Matthes: Da muss unbedingt umgedacht werden. Die Social-Media-Strategie ist nichts für „nebenher“, sondern – wie die Pressearbeit – wichtige Kommunikationsarbeit. Dass unerfahrene und gar überforderte Mitarbeitende schnell mal während der Amtszeiten in den Äther funken, weil es gerade passt, ist fatal. Sie würden ja auch nicht die Aufgaben der Presseabteilung übernehmen und noch vor Feierabend zwei Pressemeldungen zu einem Krisenfall versenden. Erfolgreiche Social-Media-Arbeit ist geprägt von spannenden Inhalten, regelmäßigem Austausch und genauer Analyse. Sie hat mögliche Risiken im Blick, agiert vorausschauend und tritt mit den Bürger*innen intensiv und nutzerbezogen in Kontakt. Diese Arbeit gehört in gute Hände: von kompetenten Social-Media-Manager*innen oder gern auch versierten Quereinsteiger*innen.
     
BSZ: Lohnt sich Ihr Kurs auch für Behörden mit wenig Personal?
Matthes: Ja, denn ich zeige, wie öffentliche Verwaltungen auch mit eingeschränkten Voraussetzungen zum Ziel kommen können. Wichtig ist aber, dass Behörden verstehen, dass für Social Media in etwa die gleiche Arbeitszeit aufgebracht werden muss wie für die Pressearbeit. Eingeschränkt heißt hier also nicht, einer bestehenden Stelle on top Social-Media-Arbeit aufzubürden, sondern jemanden konkret für diese Aufgabe abzustellen. Durch den Kurs lernen Behördenleiter*innen und ihre Angestellten, wie sie das hinbekommen und wie Social Media im Behördenzusammenhang funktioniert. So fällt es leichter, das Social Web konkret für die eigenen amtsbezogenen Bedürfnisse zu nutzen, entsprechend Mittel zu planen und zu argumentieren sowie Prozesse im Rahmen der Möglichkeiten zu strukturieren.

BSZ: Welche Vorteile haben die Behörden durch ihre neuen Soft Skills?
Matthes: Sie werden als Behörde ein wertvoller Ansprechpartner und können effektiv und zielgerichtet mit den Menschen kommunizieren. Denn diese erhalten Antworten auf alle wichtigen Fragestellungen bezüglich Machbarkeit, Organisation, Strategie und Umsetzung. Und sie lernen die Mehrwerte und Vorteile für ihre eigene Behörde kennen. Kurz: Sie werden fit fürs Social Web.

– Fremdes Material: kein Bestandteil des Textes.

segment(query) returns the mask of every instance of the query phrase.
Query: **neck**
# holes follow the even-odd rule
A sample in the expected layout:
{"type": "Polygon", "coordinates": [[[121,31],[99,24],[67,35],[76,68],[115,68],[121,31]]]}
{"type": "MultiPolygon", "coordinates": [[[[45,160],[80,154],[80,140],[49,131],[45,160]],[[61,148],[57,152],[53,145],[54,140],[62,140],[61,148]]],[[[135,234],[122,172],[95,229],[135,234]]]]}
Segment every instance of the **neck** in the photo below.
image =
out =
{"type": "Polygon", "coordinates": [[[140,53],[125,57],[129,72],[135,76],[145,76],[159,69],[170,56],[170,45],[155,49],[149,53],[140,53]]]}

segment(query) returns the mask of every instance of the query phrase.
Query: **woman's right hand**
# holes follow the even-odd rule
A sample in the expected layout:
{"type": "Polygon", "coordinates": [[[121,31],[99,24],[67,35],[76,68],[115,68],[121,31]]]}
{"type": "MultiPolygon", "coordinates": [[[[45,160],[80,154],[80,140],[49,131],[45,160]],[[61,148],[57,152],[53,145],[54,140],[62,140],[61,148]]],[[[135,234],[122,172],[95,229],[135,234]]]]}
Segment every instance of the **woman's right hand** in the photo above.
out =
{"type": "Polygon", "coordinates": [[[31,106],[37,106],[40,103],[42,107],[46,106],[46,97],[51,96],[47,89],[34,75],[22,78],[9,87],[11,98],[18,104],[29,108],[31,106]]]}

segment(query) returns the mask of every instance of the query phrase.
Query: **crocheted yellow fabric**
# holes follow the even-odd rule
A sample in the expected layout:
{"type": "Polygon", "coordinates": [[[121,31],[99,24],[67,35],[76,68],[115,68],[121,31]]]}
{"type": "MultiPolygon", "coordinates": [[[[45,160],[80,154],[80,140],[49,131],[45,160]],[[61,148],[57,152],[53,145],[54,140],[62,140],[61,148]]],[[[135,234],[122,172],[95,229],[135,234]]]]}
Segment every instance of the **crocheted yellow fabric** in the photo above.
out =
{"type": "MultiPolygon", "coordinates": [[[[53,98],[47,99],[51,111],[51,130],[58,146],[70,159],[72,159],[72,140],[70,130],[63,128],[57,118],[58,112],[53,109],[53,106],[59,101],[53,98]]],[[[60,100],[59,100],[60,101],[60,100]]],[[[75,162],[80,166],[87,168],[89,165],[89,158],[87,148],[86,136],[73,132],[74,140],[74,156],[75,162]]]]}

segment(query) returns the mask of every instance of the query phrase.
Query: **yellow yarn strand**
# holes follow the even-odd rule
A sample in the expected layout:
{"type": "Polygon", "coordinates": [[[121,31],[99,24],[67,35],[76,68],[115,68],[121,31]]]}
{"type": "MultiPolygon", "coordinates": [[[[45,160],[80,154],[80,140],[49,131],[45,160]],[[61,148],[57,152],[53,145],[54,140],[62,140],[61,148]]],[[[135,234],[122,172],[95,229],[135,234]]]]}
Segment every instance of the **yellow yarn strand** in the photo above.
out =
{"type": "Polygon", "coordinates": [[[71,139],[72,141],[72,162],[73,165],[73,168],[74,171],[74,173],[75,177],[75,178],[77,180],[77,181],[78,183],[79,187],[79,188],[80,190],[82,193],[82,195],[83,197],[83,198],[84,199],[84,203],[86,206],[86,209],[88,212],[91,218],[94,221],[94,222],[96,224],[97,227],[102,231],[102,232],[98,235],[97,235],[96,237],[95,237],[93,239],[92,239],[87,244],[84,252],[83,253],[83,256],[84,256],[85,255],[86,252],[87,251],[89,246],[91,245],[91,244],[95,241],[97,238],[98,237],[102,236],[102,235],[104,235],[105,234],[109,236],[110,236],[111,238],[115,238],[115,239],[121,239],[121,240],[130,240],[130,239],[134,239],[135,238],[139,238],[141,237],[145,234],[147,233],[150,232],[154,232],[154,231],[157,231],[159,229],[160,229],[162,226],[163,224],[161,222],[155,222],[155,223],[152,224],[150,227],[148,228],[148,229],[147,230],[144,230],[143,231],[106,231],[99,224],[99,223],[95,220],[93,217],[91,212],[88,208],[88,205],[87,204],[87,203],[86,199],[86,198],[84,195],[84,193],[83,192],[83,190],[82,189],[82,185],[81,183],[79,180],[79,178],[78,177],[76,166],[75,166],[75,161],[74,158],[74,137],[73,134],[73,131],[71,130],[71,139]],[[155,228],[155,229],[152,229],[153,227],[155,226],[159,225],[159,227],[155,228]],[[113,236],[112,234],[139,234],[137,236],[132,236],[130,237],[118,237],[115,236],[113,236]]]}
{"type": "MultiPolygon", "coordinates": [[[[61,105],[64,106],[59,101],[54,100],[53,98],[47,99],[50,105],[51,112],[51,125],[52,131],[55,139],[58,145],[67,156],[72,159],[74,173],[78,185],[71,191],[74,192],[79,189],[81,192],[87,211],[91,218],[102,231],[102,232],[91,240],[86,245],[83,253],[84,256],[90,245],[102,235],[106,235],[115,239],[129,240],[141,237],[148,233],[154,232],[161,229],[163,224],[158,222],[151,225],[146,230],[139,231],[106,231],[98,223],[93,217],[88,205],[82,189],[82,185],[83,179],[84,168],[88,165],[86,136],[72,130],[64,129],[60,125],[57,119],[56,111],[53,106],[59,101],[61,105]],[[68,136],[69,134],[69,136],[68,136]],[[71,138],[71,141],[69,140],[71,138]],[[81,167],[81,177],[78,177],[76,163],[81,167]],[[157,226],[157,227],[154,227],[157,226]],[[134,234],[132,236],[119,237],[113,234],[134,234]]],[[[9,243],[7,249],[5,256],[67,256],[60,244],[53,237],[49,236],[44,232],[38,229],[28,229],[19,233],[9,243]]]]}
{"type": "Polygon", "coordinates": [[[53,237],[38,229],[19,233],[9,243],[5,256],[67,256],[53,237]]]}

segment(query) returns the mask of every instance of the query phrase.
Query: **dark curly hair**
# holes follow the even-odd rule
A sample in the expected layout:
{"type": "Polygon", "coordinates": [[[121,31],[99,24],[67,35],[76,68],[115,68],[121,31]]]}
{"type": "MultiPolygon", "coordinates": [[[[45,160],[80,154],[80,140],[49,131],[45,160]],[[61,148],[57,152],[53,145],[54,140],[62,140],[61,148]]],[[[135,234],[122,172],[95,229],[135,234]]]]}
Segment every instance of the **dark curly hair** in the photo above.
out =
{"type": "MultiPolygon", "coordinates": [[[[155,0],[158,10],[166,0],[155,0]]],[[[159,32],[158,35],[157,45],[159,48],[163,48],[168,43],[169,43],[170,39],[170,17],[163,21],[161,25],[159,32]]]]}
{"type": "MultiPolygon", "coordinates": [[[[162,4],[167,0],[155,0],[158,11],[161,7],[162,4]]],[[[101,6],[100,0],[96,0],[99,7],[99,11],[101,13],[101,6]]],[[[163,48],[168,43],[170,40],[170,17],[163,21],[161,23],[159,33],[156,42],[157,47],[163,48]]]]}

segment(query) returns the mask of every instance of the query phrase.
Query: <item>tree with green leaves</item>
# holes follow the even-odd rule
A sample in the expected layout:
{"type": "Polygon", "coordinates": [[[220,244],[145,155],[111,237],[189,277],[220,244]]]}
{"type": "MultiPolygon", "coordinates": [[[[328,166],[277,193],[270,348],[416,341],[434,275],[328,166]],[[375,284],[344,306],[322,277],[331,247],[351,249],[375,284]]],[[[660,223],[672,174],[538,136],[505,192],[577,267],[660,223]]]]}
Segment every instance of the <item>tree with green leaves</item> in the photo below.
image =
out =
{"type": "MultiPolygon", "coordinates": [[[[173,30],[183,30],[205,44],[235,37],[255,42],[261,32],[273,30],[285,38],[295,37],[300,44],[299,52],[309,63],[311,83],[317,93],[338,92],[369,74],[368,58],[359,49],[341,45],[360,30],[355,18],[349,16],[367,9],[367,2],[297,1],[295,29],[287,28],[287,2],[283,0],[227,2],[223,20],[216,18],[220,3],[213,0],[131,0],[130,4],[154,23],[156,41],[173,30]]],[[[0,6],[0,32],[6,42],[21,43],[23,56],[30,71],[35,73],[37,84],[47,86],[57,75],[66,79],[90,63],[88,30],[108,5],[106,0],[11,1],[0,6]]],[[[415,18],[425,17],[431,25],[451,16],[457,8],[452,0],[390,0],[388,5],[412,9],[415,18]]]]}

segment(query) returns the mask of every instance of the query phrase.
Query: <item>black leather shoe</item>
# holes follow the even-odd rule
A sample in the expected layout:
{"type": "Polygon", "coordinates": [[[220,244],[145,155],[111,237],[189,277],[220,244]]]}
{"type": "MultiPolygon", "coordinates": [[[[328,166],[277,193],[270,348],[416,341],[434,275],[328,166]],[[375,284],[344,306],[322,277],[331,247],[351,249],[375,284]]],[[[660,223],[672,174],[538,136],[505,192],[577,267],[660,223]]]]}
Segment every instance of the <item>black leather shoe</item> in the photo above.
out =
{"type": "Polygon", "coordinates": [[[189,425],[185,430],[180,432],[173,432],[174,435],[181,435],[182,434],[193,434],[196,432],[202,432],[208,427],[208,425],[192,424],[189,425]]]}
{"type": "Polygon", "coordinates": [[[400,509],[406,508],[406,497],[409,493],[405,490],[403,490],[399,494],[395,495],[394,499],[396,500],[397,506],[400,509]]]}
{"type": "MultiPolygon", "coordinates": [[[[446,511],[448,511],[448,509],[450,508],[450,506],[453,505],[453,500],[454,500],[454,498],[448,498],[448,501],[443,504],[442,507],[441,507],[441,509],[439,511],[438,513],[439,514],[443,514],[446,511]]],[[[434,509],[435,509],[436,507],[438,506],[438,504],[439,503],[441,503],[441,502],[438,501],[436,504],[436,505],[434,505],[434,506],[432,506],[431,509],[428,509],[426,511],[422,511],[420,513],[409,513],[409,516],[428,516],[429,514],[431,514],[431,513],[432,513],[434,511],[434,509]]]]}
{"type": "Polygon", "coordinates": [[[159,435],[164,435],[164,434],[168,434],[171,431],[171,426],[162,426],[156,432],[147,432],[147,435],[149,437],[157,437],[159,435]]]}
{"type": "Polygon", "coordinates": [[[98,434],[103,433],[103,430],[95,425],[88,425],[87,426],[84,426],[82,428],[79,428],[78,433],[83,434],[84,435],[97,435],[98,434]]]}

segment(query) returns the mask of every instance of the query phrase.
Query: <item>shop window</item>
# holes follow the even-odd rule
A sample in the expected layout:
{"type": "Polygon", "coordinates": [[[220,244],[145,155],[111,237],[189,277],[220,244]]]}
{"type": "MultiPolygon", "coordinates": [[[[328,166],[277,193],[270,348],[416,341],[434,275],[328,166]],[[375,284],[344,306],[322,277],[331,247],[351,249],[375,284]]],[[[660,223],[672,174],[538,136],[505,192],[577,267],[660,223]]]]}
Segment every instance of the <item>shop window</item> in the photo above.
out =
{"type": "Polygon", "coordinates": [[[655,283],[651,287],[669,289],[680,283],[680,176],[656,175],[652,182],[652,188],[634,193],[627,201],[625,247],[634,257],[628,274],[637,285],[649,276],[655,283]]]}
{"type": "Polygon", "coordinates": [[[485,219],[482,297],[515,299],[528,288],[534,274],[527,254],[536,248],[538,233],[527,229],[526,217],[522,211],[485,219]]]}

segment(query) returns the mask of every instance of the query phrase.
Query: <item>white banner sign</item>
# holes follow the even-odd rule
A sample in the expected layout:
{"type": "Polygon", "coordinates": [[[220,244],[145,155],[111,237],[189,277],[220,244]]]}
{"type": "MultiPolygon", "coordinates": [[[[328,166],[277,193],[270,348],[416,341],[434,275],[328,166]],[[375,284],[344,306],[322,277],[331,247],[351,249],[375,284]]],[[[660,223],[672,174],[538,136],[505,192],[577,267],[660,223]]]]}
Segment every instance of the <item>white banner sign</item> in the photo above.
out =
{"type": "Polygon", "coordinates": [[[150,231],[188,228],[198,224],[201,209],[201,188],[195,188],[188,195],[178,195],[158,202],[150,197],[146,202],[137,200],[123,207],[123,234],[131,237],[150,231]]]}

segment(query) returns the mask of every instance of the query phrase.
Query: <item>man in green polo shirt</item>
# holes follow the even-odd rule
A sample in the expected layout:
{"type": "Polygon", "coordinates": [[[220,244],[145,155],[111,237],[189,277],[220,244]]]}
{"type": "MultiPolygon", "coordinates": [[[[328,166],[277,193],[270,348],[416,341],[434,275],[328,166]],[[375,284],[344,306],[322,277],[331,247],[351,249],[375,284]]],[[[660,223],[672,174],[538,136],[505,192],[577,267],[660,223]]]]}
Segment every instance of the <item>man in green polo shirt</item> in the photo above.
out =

BSZ: Was sind die häufigsten Reaktionen nach Ihrem Kurs?
Matthes: Erleichterung, Aha-Momente und Motivation. Die Teilnehmenden wissen nun, welche Möglichkeiten sie trotz eventuell eng gesteckter Rahmen haben und was innerhalb dieser Grenzen machbar ist. Zudem fühlen sie sich sicherer im Umgang mit Social Media und diesen neuen Aufgaben gewachsen. Gutes Social-Media-Management ist eine Herausforderung, aber kein Ding der Unmöglichkeit. Im Gegenteil: Social Media zahlt sich für Behörden aus. Und das nehmen die Teilnehmenden auch mit.
(Interview: David Lohmann)

 

INFO: Kurs „Das neue Amtsdeutsch – Social Media für Behörden“

Termine: 16.-18. März 2022 und 29.-31. März 2022.
Einzelbuchung: 1.200,- Euro zzgl. MwSt. - pro Person
Team-Buchung: 3.000,- Euro zzgl. MwSt. - für bis zu drei Personen Buchbar über hello(at)bentematthes.com
Weitere Informationen über https://bentematthes.com/events/social-media-fuer-behoerden/

 

Bild: Bente Matthes ist Online-Strategin und verantwortet u.a. die Social Media-Kurse beim Bayerischen Journalistenverband. In ihrer Beratung hat sie sich auf bestimmte Berufsgruppen, Branchen und Anwendungsbereiche spezialisiert.(Foto: BSZ)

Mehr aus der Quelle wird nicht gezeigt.